The visual results shown in Figure 9 further validate the quantitative findings of the ablation study. The model without IAFT and AWD-FD exhibits significant undersegmentation in the ED region compared to the ground truth labels, and the boundaries of the WT region are not defined with sufficient precision. After integrating the IAFT module, a significant improvement in tumor boundary segmentation was observed, highlighting the effectiveness of IAFT in modeling long-range dependencies and optimizing feature representations. Finally, the complete proposed model incorporating the AWD-FD module is the closest to the ground truth (GT). The AWD-FD module appears to further optimize segmentation by preserving finer details and improving contour accuracy, particularly in the ED region and at the interfaces between different tumor subregions. For example, the highlighted regions in Sample 2 indicate that the model successfully captured subtle infiltration patterns and reduced false positives within the tumor compared to the intermediate ablation stage.

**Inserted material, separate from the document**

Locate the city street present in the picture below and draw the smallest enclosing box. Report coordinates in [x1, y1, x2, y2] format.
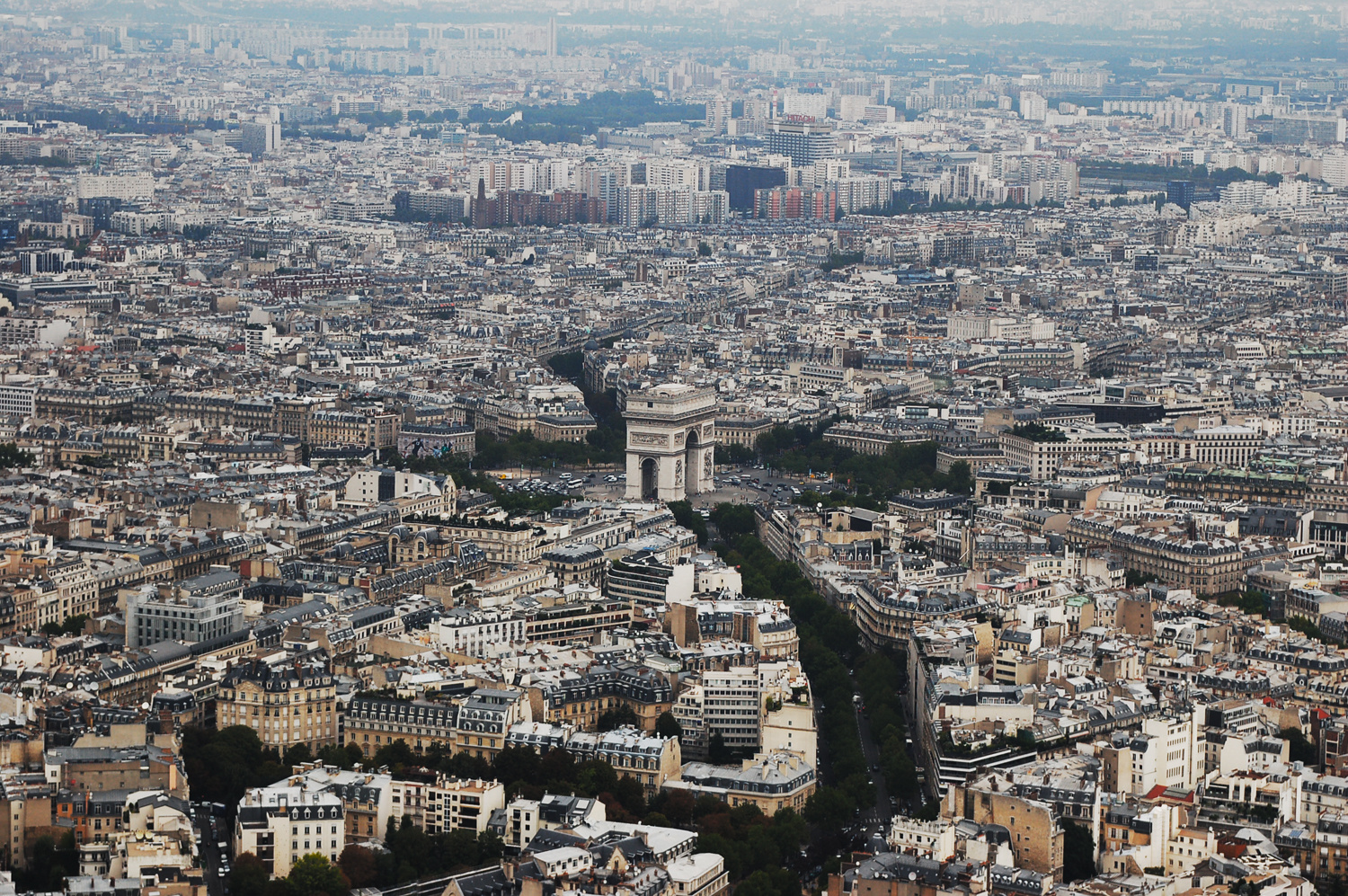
[194, 803, 229, 896]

This qualitative evidence strongly supports the synergistic contribution of each proposed module toward achieving robust and accurate brain tumor segmentation.

5. Conclusions

This study proposes an innovative lightweight deep learning model for the efficient segmentation of brain tumors from 3D MRI scans. By introducing adaptive discrete wavelet decomposition and an iterative axial attention mechanism, our model significantly reduces computational complexity while maintaining high-precision segmentation capabilities. The experimental results demonstrate that this model achieves an average Dice coefficient of 85.0% and 88.1% for BraTS2020 and FeTS2022, respectively, reaching an advanced level compared to the state-of-the-art models. Additionally, it maintains a low parameter count and computational load, outperforming many existing complex models. This indicates that our method strikes a balance between performance and efficiency, possesses significant advantages in resource-constrained scenarios, and offers practicality for clinical practice.

However, this study has certain limitations. The current framework primarily focuses on Dice Loss and cross-entropy loss, which, while effective for overall segmentation accuracy, may not fully address the under-segmentation of small targets like ET regions due to class imbalance. For instance, focal loss, by down-weighting the loss assigned to well-classified examples, can encourage the model to focus more on hard-to-segment samples, which often include the small and indistinctly bounded ET regions. This could potentially alleviate the under-segmentation issue observed for ET, which is often attributed to class imbalance and its challenging characteristics. Future work will explore integrating focal loss variants or sensitivity-specific metrics (e.g., recall for ET) to further improve performance on these critical sub-regions.

Looking ahead, we intend to broaden the application of our model to other 3D medical imaging tasks to assess its generalization potential. Concurrently, investigating more flexible wavelet transform strategies or integrating multimodal data may yield additional performance enhancements. Additionally, optimizing the segmentation of small regions will emerge as a crucial research direction. This study, by integrating the frequency domain with the attention mechanism, has demonstrated the feasibility of a lightweight model for high-precision medical segmentation, thereby providing a theoretical foundation and direction for the future development of efficient and universal clinical tools.